How to help remote workers stay in touch — and stay motivated

Sept. 8, 2020

This paid piece is sponsored by Avera Health.

Once upon a time, the idea of working from home might have seemed like a dream come true or a fantasy to commuters who spent all day in the office.

Now that many workers are either working remotely or splitting time between the “real” office and the home office, it’s becoming a new normal.

People are discovering that there are key advantages to working at home, such as no commute and more flexibility.

Some workers find they can focus on projects better at home than in the office, while others find their focus is diffused by their family, the mail arriving or other distractions.

“Employers might face some ‘out of sight, out of mind’ thinking because their people are not in one location,” said Rick Carlson, program manager with Avera Employee Assistance Program, or EAP.

To maximize productivity and connection, workers and employers need to meet half-way, and that requires doing things with intention.

“Think about taking a break at work. If you’re in an office, you have to leave one room and go to the break room. It’s an intentional set of steps.
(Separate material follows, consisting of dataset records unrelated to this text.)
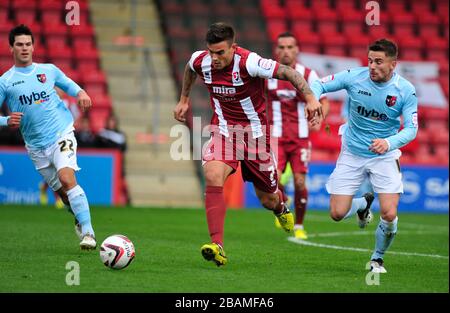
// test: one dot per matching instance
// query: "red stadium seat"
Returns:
(410, 48)
(308, 42)
(420, 7)
(3, 14)
(172, 6)
(4, 4)
(346, 5)
(320, 4)
(272, 9)
(51, 5)
(59, 52)
(50, 17)
(18, 5)
(402, 24)
(301, 26)
(378, 31)
(395, 6)
(55, 41)
(334, 44)
(357, 45)
(320, 155)
(442, 153)
(97, 118)
(434, 114)
(407, 159)
(326, 21)
(276, 27)
(352, 22)
(40, 53)
(101, 101)
(26, 17)
(82, 30)
(428, 25)
(436, 48)
(298, 12)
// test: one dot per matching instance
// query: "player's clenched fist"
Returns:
(179, 113)
(84, 101)
(14, 119)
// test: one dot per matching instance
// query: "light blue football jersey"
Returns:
(374, 109)
(30, 90)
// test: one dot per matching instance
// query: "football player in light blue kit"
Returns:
(378, 96)
(47, 125)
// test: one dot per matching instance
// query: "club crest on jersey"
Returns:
(391, 100)
(265, 64)
(327, 79)
(236, 77)
(41, 77)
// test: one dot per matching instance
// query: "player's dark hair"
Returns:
(287, 35)
(385, 45)
(17, 31)
(219, 32)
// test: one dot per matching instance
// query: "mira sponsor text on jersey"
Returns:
(30, 90)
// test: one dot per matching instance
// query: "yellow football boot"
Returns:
(214, 252)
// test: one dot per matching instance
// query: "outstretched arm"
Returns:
(189, 78)
(313, 106)
(13, 120)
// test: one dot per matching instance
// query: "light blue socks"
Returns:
(357, 204)
(80, 207)
(384, 236)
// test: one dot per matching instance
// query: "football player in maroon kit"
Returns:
(239, 129)
(290, 127)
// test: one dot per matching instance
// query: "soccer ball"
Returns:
(117, 252)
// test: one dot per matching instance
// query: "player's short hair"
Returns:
(219, 32)
(385, 45)
(287, 35)
(17, 31)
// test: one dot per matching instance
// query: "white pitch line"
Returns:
(321, 245)
(367, 233)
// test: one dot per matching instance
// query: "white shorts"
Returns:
(63, 153)
(351, 170)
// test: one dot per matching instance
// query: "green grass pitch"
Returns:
(37, 243)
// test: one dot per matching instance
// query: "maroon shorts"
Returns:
(257, 161)
(296, 152)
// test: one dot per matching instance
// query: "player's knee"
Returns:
(213, 178)
(67, 181)
(335, 214)
(388, 216)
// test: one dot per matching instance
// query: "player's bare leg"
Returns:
(216, 172)
(65, 199)
(386, 229)
(300, 202)
(79, 205)
(275, 202)
(345, 206)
At home, the break room is everywhere,” Carlson said. “The best case is an at-home office – that’s where your work starts and ends. But not everyone has that.”
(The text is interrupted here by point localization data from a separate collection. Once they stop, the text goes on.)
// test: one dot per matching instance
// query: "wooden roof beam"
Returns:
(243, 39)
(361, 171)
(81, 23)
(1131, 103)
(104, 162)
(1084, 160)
Employers and the three R’s

Making conscious efforts to keep up relationships, respond to your workers and recognize them when successes occur are more important when people are working at home, even if these are bedrock leadership goals.
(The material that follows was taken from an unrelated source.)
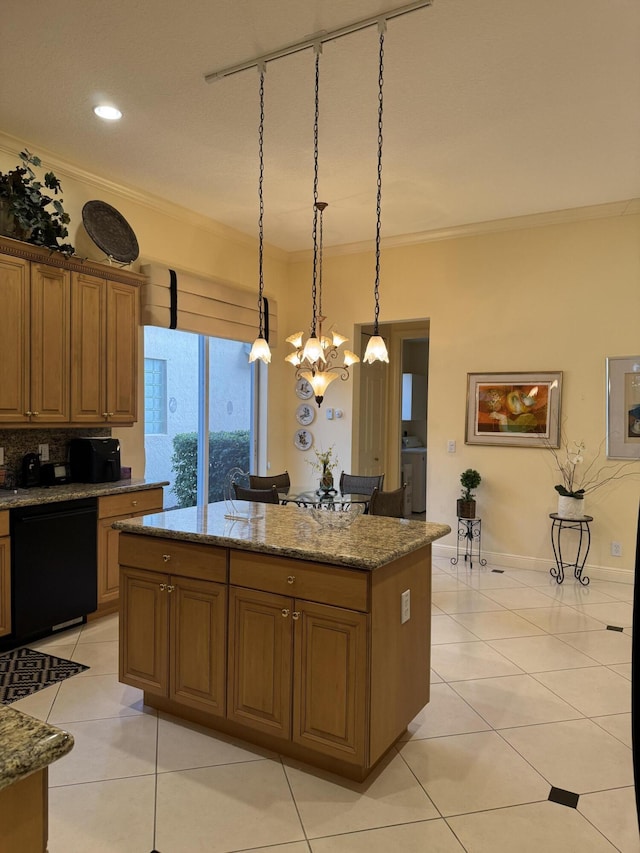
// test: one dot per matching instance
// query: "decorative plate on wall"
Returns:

“It’s easy for us as human beings when someone is no longer in the office or part of our landscape to let keeping in touch subside,” Carlson said. “An intentional focus on the three R’s – relationships, responsiveness and recognition – has to be considered daily. And it has to be acted on too.”

Bosses who have an “open door” and saw employees in their office or around the shop might struggle a bit when it comes to keeping things going.

“Employers need to be alert, whether it’s on conference calls or a video, to seek that engagement and keep those relationships going,” he said. “Making a point to email, call or text employees who are doing good work can help keep connections in place. In each case, it requires that extra step.”

Finding ways to connect

Even when in person, people might be wearing masks and miss non-verbal cues.

“Videoconferences can have that missing element,” Carlson said. “Being aware of that – on both ends, for workers and employers – is a good place to start.”

The threat of isolation might seem distant, but it can rise quickly and pose problems.

“We get calls often where an employer might say ‘We have an employee crying at his desk,’ but in this environment when those breakdowns happen, no one can see it,” he said. “That is why awareness and extra steps are so important.”

Developing meeting agendas that incorporate everyone’s thoughts – even on calls or Zoom – along with regular check-ins that might have nothing to do with production can address isolation. Interject some lightness, laughter, small talk or other ways to connect.

“It does require collaboration. Not every manager can be everywhere at once; employees need to know their feelings count and that there are resources to help them,” he said. “Communication is the key to make any relationship work, and that includes the employer-worker relationship. Being intentional, considering the emotions that go with isolation and keeping channels open – all can help make the most of these challenging times.”